Der Graf sah nicht ein auf die Gelegenheit zu verzichten und näherte sich Trine auf dem Lager. Trine lehnte sich etwas zurück, brachte eine Hand unter die Decke und wartete etwas. Sie wollte ihrem Gegenüber die Chance geben es sich doch noch anders zu überlegen. Das tat er nicht und baute sich grinsend vor Trine auf und forderte diese auf, sich für ihn bereit zu machen.

Trine, die die Lage klar sah, nickte. Dann holte sie ihre Hand mit dem Messer hervor. Bevor der Graf sich versah stieß sich Trine die Klinge in den Oberkörper. Anschließend verwünschte sie ihn und versprach ihm an jedem Todestag einen seiner Nachfahren oder anderer Personen der Familie ins Grab zu holen, die im Raume Coesfeld zu dem Zeitpunkt lebten. Danach drehte Trine die Klinge und zog das Messer aus der Wunde. Es brauchte nur Sekunden und ihr Werk war vollendet. Ihr lebloser Körper sackte aufs Lager und ihr letzter Atemzug entwich langsam der Toten.

Der Graf hingegen fluchte und rief nach seinen Bediensteten. Diese durften sich mit der Leiche befassen. Mit vereinten Kräften trugen die Diener Trine aus dem Raum. Mägde trugen die Kleidung hinterher. In der Küche wechselten sie Trines Bekleidung. Anschließend hoben sie die Toten auf einen Wagen und fuhren sie zum schon schlafenden Müller. Sie mussten ihn mit ordentlichem Radau aus dem Bett holen. Dann erklärten sie dem Schlaftrunkenen was vorgefallen sei. Er schrie auf und machte sich Vorwürfe. Es half zwar nicht, aber es erleichterte das Begreifen. Darüber verließen ihn die gräflichen Bediensteten und der unfreiwillige Witwer blieb allein zurück. Hein brauchte einige Zeit um alles zu verstehen und zu verarbeiten. Als er das Erlebte verdaut hatte, trommelte Hein seine besten Freunde und Familienangehörige zusammen. Gemeinsam beratschlagten sie ob man die gräfliche Untat hinnehmen, oder Gerechtigkeit verlangen sollte. Man einigte sich auf Gerechtigkeit. Immerhin hatte nicht nur Hein diese Rechtsaneignung zu ertragen. Auch andere Einwohner von Coesfeld und Umgebung litten an der Schande.

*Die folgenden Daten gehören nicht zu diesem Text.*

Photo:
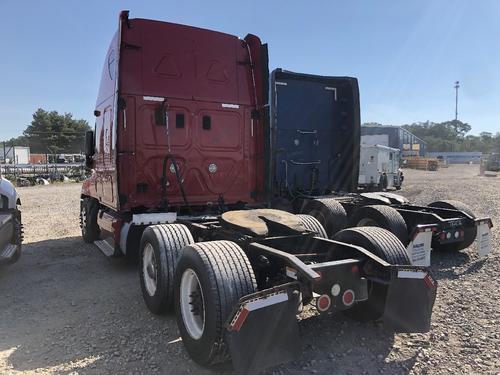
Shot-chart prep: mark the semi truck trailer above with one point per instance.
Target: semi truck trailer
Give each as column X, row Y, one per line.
column 180, row 159
column 315, row 163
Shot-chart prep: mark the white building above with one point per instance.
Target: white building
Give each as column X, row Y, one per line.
column 14, row 154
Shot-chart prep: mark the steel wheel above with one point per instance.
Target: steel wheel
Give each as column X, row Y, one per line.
column 192, row 304
column 149, row 269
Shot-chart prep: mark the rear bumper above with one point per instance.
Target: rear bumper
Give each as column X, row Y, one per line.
column 7, row 229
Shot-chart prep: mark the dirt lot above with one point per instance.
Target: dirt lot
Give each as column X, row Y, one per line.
column 67, row 309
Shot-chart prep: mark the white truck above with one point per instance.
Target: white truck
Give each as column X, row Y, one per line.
column 379, row 168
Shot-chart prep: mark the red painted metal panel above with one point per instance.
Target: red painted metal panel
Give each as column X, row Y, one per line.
column 210, row 88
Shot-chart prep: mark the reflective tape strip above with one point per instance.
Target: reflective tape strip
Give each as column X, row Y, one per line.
column 264, row 302
column 255, row 304
column 291, row 272
column 153, row 98
column 411, row 274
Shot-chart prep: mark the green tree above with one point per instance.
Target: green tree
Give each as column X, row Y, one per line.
column 51, row 132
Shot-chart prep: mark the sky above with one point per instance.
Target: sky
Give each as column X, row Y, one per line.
column 406, row 54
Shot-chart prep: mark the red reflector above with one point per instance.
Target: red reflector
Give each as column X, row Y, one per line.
column 323, row 303
column 348, row 297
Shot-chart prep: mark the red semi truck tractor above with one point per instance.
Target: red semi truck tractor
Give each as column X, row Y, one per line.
column 178, row 160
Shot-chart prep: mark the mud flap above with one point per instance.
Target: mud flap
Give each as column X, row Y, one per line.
column 410, row 298
column 264, row 331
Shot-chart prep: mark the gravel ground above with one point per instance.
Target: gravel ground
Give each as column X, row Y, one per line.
column 67, row 309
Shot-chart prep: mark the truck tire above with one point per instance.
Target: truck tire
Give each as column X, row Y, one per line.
column 160, row 248
column 89, row 208
column 386, row 246
column 470, row 233
column 210, row 279
column 381, row 216
column 312, row 224
column 329, row 212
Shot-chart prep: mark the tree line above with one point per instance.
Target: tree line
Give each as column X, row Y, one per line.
column 452, row 136
column 52, row 133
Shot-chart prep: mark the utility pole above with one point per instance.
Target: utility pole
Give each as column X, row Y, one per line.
column 457, row 85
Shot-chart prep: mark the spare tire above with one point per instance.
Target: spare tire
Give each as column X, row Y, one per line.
column 329, row 212
column 381, row 216
column 385, row 245
column 470, row 233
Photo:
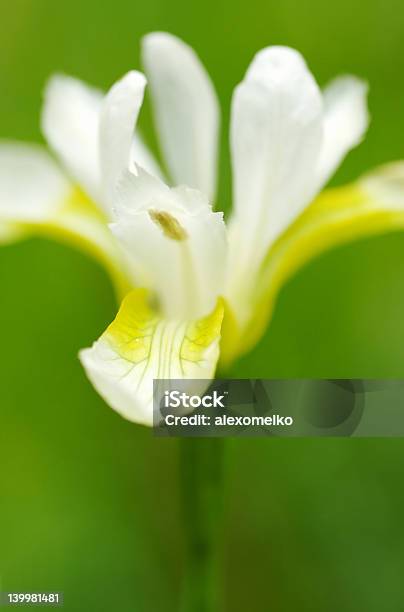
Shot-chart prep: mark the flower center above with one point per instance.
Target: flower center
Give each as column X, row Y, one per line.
column 169, row 225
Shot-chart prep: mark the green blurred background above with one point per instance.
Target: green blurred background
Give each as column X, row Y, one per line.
column 89, row 502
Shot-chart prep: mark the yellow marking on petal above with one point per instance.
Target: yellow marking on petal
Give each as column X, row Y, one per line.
column 200, row 334
column 371, row 206
column 132, row 330
column 133, row 333
column 169, row 225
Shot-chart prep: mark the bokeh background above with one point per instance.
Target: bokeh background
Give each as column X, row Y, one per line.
column 89, row 502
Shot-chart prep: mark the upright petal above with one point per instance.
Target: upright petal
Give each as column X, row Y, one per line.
column 186, row 111
column 120, row 110
column 93, row 135
column 346, row 119
column 70, row 119
column 176, row 244
column 140, row 346
column 276, row 135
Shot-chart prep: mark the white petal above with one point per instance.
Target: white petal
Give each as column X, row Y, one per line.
column 32, row 188
column 120, row 110
column 186, row 111
column 140, row 346
column 70, row 121
column 345, row 122
column 176, row 243
column 276, row 134
column 36, row 198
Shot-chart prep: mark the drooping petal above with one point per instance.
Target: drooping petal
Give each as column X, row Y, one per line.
column 140, row 346
column 120, row 110
column 32, row 187
column 70, row 119
column 36, row 198
column 176, row 244
column 186, row 111
column 373, row 205
column 346, row 119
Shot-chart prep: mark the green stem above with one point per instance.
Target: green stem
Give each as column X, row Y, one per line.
column 201, row 468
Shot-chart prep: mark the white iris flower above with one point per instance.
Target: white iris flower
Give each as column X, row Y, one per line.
column 186, row 280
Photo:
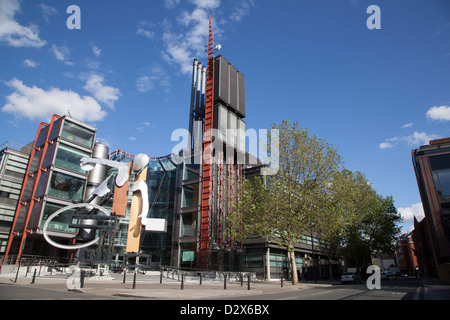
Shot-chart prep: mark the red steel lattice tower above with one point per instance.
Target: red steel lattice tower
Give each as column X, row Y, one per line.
column 205, row 228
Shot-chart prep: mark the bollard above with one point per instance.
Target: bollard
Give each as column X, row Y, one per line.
column 17, row 273
column 182, row 282
column 34, row 276
column 82, row 279
column 134, row 280
column 224, row 282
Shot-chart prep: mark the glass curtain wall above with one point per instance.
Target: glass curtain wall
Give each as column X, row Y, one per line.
column 161, row 181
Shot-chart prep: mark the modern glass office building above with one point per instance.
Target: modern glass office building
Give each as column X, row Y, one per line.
column 52, row 181
column 432, row 167
column 13, row 166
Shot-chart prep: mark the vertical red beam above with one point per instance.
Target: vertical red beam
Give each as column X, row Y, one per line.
column 36, row 183
column 20, row 202
column 205, row 232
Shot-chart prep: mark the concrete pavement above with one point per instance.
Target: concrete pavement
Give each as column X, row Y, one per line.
column 149, row 287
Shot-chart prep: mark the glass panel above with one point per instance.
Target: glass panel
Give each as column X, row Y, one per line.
column 66, row 187
column 189, row 224
column 232, row 125
column 59, row 223
column 223, row 119
column 191, row 171
column 77, row 134
column 69, row 158
column 190, row 195
column 241, row 135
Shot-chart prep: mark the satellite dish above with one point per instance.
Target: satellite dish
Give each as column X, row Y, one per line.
column 140, row 161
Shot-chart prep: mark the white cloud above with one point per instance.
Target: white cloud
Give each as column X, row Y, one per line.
column 62, row 53
column 96, row 50
column 170, row 4
column 12, row 32
column 153, row 78
column 420, row 138
column 207, row 4
column 407, row 125
column 101, row 92
column 241, row 10
column 386, row 145
column 36, row 104
column 413, row 140
column 439, row 113
column 47, row 11
column 144, row 29
column 29, row 63
column 408, row 214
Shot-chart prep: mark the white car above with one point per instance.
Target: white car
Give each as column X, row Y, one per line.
column 350, row 277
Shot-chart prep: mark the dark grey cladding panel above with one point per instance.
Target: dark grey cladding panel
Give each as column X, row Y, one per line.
column 221, row 90
column 233, row 98
column 229, row 86
column 241, row 94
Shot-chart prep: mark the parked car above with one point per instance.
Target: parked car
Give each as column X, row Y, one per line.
column 350, row 277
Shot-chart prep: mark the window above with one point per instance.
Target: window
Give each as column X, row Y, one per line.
column 77, row 134
column 241, row 135
column 190, row 195
column 232, row 126
column 69, row 158
column 223, row 119
column 440, row 165
column 189, row 224
column 61, row 222
column 66, row 187
column 191, row 171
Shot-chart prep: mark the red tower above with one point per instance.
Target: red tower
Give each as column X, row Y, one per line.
column 207, row 155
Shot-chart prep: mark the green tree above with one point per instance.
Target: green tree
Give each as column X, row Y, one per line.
column 283, row 208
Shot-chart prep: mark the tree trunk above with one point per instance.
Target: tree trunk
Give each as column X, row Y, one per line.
column 294, row 266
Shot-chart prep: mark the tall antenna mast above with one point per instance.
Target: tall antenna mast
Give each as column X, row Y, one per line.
column 205, row 230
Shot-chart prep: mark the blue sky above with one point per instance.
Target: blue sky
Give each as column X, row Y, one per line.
column 375, row 94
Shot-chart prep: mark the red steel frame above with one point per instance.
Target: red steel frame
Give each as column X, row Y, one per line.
column 205, row 232
column 33, row 200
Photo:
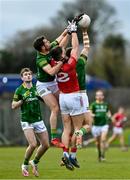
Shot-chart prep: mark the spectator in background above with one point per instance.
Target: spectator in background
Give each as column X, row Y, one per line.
column 118, row 120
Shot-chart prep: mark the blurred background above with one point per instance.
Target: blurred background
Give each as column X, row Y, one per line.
column 108, row 64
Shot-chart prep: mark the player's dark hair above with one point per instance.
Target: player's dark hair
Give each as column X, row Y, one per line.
column 56, row 53
column 25, row 70
column 68, row 51
column 38, row 43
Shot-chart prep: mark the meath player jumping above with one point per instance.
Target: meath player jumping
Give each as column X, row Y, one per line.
column 70, row 99
column 46, row 84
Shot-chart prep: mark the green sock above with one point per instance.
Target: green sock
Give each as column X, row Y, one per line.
column 53, row 133
column 83, row 130
column 26, row 161
column 36, row 160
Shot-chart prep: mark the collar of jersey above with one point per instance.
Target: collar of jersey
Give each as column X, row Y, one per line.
column 24, row 85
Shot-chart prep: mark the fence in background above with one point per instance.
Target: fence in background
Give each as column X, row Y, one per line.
column 10, row 129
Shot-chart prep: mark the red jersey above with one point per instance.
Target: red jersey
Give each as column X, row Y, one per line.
column 119, row 119
column 67, row 76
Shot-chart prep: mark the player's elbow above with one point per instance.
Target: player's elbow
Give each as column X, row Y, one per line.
column 51, row 72
column 13, row 106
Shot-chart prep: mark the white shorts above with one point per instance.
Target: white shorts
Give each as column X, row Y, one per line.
column 97, row 130
column 85, row 102
column 37, row 126
column 71, row 103
column 44, row 88
column 117, row 130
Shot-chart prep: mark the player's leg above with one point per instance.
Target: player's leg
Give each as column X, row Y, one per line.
column 76, row 140
column 49, row 94
column 122, row 142
column 87, row 114
column 111, row 139
column 103, row 140
column 78, row 129
column 30, row 136
column 98, row 145
column 96, row 132
column 42, row 135
column 52, row 103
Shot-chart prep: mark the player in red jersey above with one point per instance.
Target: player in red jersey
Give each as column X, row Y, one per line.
column 118, row 120
column 70, row 99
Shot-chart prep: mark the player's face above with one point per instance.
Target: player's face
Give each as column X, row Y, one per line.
column 27, row 77
column 47, row 44
column 99, row 96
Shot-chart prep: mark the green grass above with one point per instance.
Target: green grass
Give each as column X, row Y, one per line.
column 126, row 137
column 117, row 165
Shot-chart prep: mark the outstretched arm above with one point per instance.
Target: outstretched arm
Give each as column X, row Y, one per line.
column 16, row 104
column 60, row 38
column 86, row 44
column 75, row 45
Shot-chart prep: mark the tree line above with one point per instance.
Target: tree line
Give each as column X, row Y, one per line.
column 107, row 60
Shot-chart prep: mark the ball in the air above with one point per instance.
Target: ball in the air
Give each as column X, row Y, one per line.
column 85, row 21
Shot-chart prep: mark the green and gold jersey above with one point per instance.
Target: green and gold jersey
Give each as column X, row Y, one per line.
column 30, row 109
column 41, row 61
column 100, row 113
column 80, row 69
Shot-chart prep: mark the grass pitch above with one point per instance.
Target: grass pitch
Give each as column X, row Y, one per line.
column 117, row 165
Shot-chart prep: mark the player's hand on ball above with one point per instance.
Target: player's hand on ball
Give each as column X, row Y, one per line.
column 78, row 18
column 72, row 27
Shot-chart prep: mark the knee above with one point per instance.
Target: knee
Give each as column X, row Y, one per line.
column 46, row 145
column 55, row 108
column 33, row 145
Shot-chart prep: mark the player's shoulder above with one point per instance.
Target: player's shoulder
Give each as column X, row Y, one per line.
column 93, row 103
column 19, row 88
column 83, row 57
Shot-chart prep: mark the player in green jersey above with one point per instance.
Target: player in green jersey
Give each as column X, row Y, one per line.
column 46, row 84
column 32, row 124
column 101, row 114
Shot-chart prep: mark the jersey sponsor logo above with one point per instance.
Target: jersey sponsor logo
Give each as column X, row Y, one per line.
column 62, row 77
column 31, row 99
column 42, row 63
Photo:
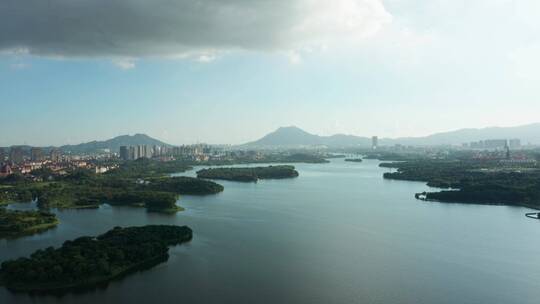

Wie beschlossen versuchten die Verschworenen es erst einmal auf dem Rechtsweg. Schnell war ihnen aber klar gemacht worden das es für sie keine Gerechtigkeit geben würde. So mussten sie sich selbst an die Verurteilung machen. Schnell waren einige Stellen zwischen gräflicher Behausung und Ort gefunden, die sich für einen Überfall eigneten. In kleinen Gruppen beobachteten sie die Orte. Nach wenigen Tagen war alles günstig. Der Graf ritt mit nur einem Begleiter aus der Burg und nahm den Weg kürzesten Weg durch die Fürstenkuhle. Rasch waren weitere Verschwörer informiert und zur Stelle. Mit vereinten Kräften gelang der Plan. Graf und Begleiter wurden von den Pferden gestoßen, nach allen Künsten der Wut mit Knütteln erprügelt und ohne Rücksicht auf ein Ergebnis in einen der hier vorhandenen Weiher geworfen. Dass die Pferde nicht auf ihre Herren warteten, war klar. Sie trabten gemächlich mit leerem Sattel zum Stall in Coesfeld. Vor hier machte sich ein Suchtrupp auf den Weg um zu ergründen was der Grund für das Eintreffen der Tiere ohne Reiter war. Am Abend hatten sie gefunden, was sie gesucht hatten. Mit einiger Mühe holten die Suchenden den toten Graf samt verstorbenem Begleiter, aus dem Wasser. In der Kutsche, in der Trine ihren letzten Weg genommen hatte, trat nun auch der Graf den Seinigen an.

Die nun fragenden Richter standen einer schweigenden Wand von Coesfeldern gegenüber. Kein Gefragter meldete sich zur Aussage. Also verständigte man sich auf höhere Gewalt und suchte im Verborgenen nach eventuellen Tätern.Trine hingegen hatte ihre erste Vergeltung. Wie es aber ihr Fluch verlangte, kehrte sie alle zwanzig Jahre nach Coesfeld in die Fürstenkuhle zurück und holte eine Person aus der gräflichen Familie. Es brauchte zwar viele, viele Jahre, aber dann erschien Trine vergebens. Es gab keine Grafen von Katzenelnbogen mehr im Umfeld von Coesfeld. Auch ließen sich keine Familienangehörigen im Raum Coesfeld sehen oder nahmen aufs Neue hier den alten Besitz als Bleibe. Seit diesem Tag kann man, solange Trine es für angebracht hält, sie als durchsichtige Gestalt an ihrem Todestag in der Fürstenkuhle sehen. Angst braucht ein Coesfelder nicht zu haben. Trine führt ihn, falls sein Weg ins Unglück führt, auf sichere Wege. Sollte aber eine Person aus der Blutlinie der Grafen auftauchen, so stünde es bei ihm wohl so, dass er dem Fluch verfallen würde und nicht mehr oder nicht mehr lange lebend zu sehen sein könnte.